Ce n'est pas comme si l'homme qui a copiloté la restructuration du transporteur en 2003 et en 2004 ne savait pas dans quel avion il montait. Et cela, même si la situation financière d'Air Canada au printemps était «plus dramatique qu'il ne l'avait imaginée».

Ce n'est pas comme s'il ne connaissait pas cette industrie qui souffre de surcapacité chronique. N'importe quel bozo peut affréter des avions, décoller en affaires et casser les prix des billets sur les meilleures liaisons.

Accro à l'adrénaline de la vie au bord du précipice d'Air Canada, des palpitations qu'ils ne retrouvaient pas, à l'évidence, chez Genuity, la banque d'affaires que cet avocat a cofondée en 2004, Calin Rovinescu n'a pourtant pas hésité.

«C'est un défi que je ne pouvais pas laisser passer», dit-il.

Calin Rovinescu concède qu'il aime le trouble, comme on dit; seule la créativité permet de résoudre les problèmes qui semblent insolubles. Ce Montréalais de 54 ans - c'était son anniversaire hier - juge même qu'il a décroché «le poste le plus intéressant» de sa vie.

Avant même qu'il ne s'assoit, le 1er avril, dans le fauteuil encore chaud qu'occupait Montie Brewer, la réputation de Calin Rovinescu l'avait précédé chez Air Canada, où il a travaillé de 2000 à 2004. Tous se souvenaient du bras droit de Robert Milton, qui était perçu - à tort ou à raison - comme l'exécuteur des basses oeuvres lors de la restructuration de 18 mois.

D'aucuns en ont conclu - moi la première - qu'Air Canada ferait encore appel à la protection des tribunaux pour se délester de ses dettes.

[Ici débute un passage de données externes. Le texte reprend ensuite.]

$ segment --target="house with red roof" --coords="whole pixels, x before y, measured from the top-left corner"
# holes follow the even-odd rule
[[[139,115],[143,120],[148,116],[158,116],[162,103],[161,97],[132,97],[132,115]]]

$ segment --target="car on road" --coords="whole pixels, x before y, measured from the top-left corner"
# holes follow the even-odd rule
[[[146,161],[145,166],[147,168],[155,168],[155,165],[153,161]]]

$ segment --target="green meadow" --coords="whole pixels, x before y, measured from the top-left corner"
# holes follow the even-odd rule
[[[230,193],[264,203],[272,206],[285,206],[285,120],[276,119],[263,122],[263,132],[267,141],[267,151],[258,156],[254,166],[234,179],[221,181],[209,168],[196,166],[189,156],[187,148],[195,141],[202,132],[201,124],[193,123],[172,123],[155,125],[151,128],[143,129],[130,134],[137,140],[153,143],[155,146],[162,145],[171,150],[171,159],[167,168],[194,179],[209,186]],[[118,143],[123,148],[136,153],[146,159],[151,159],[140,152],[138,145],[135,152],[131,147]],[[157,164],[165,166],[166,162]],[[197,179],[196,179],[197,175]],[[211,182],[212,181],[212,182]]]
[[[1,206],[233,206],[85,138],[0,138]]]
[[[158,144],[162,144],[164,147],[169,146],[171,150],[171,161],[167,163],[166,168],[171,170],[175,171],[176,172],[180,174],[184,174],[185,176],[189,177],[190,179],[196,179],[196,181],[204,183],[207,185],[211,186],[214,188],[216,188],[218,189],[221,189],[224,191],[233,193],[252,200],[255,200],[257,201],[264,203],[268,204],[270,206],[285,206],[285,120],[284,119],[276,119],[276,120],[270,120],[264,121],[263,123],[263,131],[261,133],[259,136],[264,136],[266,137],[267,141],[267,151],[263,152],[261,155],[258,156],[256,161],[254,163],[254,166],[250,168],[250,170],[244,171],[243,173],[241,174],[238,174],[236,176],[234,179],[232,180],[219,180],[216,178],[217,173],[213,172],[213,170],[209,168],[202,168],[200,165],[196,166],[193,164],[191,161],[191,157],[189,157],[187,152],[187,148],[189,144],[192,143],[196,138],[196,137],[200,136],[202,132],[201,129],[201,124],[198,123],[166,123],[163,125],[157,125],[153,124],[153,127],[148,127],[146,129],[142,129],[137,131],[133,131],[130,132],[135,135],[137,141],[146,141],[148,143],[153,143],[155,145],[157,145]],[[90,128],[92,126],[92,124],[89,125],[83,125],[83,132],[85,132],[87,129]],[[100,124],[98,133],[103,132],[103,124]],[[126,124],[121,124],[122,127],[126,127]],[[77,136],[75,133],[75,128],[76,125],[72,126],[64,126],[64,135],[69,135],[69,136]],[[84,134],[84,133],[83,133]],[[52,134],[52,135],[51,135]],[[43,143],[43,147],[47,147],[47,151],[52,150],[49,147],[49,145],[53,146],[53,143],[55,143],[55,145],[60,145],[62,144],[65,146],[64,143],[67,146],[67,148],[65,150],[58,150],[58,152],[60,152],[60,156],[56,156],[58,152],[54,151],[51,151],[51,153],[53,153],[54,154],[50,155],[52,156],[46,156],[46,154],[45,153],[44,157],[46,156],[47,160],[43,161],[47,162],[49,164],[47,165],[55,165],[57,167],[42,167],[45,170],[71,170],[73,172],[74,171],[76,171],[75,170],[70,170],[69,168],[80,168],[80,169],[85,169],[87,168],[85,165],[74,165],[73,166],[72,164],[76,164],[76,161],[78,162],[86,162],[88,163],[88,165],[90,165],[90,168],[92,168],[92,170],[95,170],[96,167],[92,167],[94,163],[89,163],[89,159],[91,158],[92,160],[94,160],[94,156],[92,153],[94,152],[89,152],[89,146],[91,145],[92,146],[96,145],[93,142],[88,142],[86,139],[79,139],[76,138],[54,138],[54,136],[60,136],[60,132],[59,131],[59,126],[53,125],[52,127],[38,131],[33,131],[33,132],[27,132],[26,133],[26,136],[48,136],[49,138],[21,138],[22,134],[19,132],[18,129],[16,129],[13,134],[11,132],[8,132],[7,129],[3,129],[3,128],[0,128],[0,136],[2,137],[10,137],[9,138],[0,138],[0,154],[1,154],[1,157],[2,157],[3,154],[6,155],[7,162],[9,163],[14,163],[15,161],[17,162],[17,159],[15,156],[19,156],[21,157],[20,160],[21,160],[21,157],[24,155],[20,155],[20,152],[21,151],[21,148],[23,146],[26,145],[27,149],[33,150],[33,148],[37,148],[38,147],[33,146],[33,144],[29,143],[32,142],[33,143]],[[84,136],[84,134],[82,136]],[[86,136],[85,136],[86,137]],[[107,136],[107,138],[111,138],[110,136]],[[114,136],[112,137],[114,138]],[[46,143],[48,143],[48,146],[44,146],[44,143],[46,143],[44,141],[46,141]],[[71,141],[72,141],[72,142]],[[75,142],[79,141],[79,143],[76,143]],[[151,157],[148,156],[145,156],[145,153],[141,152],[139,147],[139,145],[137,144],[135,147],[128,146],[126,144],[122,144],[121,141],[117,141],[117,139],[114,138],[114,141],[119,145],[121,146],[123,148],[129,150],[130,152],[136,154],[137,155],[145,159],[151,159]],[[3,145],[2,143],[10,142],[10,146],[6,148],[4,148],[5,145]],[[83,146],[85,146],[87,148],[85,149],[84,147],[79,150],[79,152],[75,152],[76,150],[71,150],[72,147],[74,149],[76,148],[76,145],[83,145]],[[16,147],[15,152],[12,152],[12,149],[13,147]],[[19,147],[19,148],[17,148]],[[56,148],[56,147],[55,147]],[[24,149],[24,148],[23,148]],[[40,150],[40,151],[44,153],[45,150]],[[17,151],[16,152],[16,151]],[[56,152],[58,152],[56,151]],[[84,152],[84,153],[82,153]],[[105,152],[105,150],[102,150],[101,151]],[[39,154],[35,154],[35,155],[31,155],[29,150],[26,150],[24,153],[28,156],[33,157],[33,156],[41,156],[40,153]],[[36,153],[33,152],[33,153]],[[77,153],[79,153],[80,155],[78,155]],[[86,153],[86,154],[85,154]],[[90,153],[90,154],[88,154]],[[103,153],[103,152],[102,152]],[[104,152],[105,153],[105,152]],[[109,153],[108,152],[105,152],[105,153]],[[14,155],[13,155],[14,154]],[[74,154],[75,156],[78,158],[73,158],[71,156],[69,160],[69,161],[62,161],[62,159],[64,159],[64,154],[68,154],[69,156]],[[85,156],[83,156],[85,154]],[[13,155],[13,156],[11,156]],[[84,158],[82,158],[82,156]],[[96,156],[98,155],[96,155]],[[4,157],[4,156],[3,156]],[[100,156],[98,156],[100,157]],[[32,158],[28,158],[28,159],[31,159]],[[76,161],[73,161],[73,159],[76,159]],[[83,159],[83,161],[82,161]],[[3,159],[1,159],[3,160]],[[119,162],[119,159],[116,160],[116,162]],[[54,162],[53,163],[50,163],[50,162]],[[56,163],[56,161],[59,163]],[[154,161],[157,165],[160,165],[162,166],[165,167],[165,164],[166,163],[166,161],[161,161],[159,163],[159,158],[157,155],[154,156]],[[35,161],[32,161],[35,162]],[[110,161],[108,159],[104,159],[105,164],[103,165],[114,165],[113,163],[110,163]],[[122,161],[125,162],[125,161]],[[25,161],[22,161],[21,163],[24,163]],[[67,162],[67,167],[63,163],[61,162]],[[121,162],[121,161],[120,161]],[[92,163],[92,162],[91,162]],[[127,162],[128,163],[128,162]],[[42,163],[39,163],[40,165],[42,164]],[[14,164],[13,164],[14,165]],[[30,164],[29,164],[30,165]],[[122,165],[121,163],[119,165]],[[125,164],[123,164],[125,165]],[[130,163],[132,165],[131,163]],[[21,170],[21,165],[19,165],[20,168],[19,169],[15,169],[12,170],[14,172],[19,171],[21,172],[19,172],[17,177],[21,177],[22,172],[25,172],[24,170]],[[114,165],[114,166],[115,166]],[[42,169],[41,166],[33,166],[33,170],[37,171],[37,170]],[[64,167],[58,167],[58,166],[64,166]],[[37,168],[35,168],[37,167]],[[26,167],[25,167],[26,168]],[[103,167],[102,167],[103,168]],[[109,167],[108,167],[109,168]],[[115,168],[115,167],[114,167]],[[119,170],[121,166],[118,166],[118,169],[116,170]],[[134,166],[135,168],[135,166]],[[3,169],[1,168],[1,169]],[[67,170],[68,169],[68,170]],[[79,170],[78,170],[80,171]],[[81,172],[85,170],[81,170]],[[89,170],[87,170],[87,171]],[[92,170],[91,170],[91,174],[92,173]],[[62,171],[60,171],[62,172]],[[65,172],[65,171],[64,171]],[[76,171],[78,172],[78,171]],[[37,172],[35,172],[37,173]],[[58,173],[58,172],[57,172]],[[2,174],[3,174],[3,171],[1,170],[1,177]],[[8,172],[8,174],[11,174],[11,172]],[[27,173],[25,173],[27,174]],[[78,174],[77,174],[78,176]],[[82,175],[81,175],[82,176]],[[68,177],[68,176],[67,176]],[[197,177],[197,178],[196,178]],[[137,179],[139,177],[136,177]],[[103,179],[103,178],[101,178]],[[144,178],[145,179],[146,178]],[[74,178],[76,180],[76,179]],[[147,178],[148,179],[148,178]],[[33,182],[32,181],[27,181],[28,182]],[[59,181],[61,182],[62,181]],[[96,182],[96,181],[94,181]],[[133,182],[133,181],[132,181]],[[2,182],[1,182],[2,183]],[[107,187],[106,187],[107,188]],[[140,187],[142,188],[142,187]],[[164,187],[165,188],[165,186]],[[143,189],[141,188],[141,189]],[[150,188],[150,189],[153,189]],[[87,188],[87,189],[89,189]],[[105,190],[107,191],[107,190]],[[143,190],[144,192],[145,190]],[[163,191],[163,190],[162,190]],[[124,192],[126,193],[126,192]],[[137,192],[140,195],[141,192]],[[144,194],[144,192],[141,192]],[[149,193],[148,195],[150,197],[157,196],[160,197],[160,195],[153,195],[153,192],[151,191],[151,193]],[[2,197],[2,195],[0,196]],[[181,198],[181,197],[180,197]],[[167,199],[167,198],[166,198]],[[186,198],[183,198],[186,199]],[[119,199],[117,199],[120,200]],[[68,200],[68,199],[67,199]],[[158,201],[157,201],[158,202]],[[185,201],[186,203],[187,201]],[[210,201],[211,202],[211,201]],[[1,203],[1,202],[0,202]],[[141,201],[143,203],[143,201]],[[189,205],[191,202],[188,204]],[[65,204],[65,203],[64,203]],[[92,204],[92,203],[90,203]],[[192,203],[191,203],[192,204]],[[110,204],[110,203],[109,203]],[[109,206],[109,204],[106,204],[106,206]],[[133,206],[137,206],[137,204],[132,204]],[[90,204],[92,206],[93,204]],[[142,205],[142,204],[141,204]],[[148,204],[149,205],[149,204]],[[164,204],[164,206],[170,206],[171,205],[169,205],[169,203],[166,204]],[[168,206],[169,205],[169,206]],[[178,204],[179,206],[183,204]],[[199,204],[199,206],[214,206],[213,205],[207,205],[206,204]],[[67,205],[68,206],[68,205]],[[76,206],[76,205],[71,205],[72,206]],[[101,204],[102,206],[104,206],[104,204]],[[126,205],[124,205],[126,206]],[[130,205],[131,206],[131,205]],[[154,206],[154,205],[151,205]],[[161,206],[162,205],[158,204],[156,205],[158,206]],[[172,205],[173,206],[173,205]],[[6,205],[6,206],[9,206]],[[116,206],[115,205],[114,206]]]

Le transporteur faisait face à une crise de liquidité et était incapable de faire face à ses obligations, dont le déficit de solvabilité de près de 3 milliards de dollars de ses régimes de retraite. Mais Calin Rovinescu a jugé l'opération trop risquée. Compte tenu de la frilosité des marchés au printemps, il doutait que le transporteur montréalais puisse obtenir un financement intérimaire. Bref, Air Canada risquait d'y laisser sa peau.

À la surprise générale, Calin Rovinescu a négocié le gel des salaires des employés de cinq syndicats, obtenu un moratoire sur la capitalisation des régimes de retraite et négocié un financement (onéreux) de 1 milliard de dollars. Mais, pour y parvenir, ce dirigeant a changé son approche, notamment en faisant le point sur la situation du transporteur lors d'entrevues diffusées sur YouTube.

«Une chose que j'ai changée, c'est la communication. Moi, je ne suis pas là pour gagner des concours de popularité. Je vais faire les choses que je considère comme nécessaires. Mais, il faut que les gens comprennent très bien les gestes que je vais poser.»

Six mois après son arrivée, Air Canada a survécu à cette crise. «Mais nous ne sommes pas sortis du bois», dit Calin Rovinescu.

Et comment. L'IATA, l'association internationale du transport aérien, s'attend à ce que l'industrie perde 11 milliards US cette année. Les transporteurs souffrent encore des prix du carburant élevés et de la chute de la demande. Au mieux, l'industrie renouera avec la rentabilité en 2011, prévoit son directeur général, Giovanni Bisignani.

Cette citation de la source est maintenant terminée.